Once data generators - eligible professionals and hospitals - can export their data in standard formats via uniform transmission approaches, many next steps will follow:

Public Health organizations can aggregate de-identified laboratory data to follow H1N1 outbreaks.

Quality Measurement organizations can aggregate data for Physician Quality Reporting Initiative (PQRI) reporting.

Clinicians can send summaries to other providers and to patients via secure messaging approaches. Disease registries can be built as summaries are exchanged.

Once data is recorded in repositories using controlled vocabularies and standards-based metadata, novel architectures are possible.

At Harvard, the Clinical and Translation Science Awards (CTSA) funded a federated data atomic query mechanism called SHRINE.

Here's how it works.

Using a web-based graphical user interface, a clinical researcher can design an arbitrary query such as

"How many patients taking Vioxx have a diagnosis of myocardial infarction"

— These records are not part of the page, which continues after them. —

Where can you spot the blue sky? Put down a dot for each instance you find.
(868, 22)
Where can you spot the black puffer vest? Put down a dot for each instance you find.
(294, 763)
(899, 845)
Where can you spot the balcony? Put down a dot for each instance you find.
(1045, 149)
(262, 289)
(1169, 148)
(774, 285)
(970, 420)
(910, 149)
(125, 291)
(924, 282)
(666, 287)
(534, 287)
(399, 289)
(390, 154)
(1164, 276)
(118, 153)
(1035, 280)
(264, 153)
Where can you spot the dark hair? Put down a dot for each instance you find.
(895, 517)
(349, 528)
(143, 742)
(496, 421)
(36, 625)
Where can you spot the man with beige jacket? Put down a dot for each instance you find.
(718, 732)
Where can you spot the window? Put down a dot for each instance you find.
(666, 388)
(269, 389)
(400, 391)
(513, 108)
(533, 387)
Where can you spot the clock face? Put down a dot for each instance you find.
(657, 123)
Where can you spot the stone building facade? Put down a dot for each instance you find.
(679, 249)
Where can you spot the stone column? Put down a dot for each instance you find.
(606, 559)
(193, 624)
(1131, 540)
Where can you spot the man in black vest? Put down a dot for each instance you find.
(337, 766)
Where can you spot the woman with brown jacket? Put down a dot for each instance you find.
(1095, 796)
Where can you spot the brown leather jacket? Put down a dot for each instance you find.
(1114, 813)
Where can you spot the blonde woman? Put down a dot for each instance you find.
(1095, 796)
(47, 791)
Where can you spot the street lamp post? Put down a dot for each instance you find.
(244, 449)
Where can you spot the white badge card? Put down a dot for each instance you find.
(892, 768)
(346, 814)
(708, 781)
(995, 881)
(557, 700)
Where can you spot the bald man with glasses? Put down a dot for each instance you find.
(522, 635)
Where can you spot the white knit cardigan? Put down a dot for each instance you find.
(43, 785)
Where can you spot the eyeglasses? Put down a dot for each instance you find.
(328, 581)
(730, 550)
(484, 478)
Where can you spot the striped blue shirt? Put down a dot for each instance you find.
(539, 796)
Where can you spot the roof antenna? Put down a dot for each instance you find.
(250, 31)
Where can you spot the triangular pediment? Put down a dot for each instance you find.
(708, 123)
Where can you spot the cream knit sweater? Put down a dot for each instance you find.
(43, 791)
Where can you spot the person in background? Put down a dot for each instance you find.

SHRINE first queries the metadata mapping at the border of each organization i.e. is medication name and diagnosis data available?

Once the metadata indicates a search is possible, a distributed query is launched to each site. De-identified counts of patients matching the search criteria are returned to the user. Here's an example.

The journey toward interoperability starts with electronic capture of data in standards based formats. Transmission standards for getting the information from place to place are the next step. Finally, novel aggregation and query systems will evolve as standards-based repositories are built. Many architectures will be developed to support many use cases with varied requirements.

It is all part of an evolution empowered by regulations issued by ONC and supported by the HITECH stimulus. Meaningful use will be a real driver of interoperability over the next 5 years.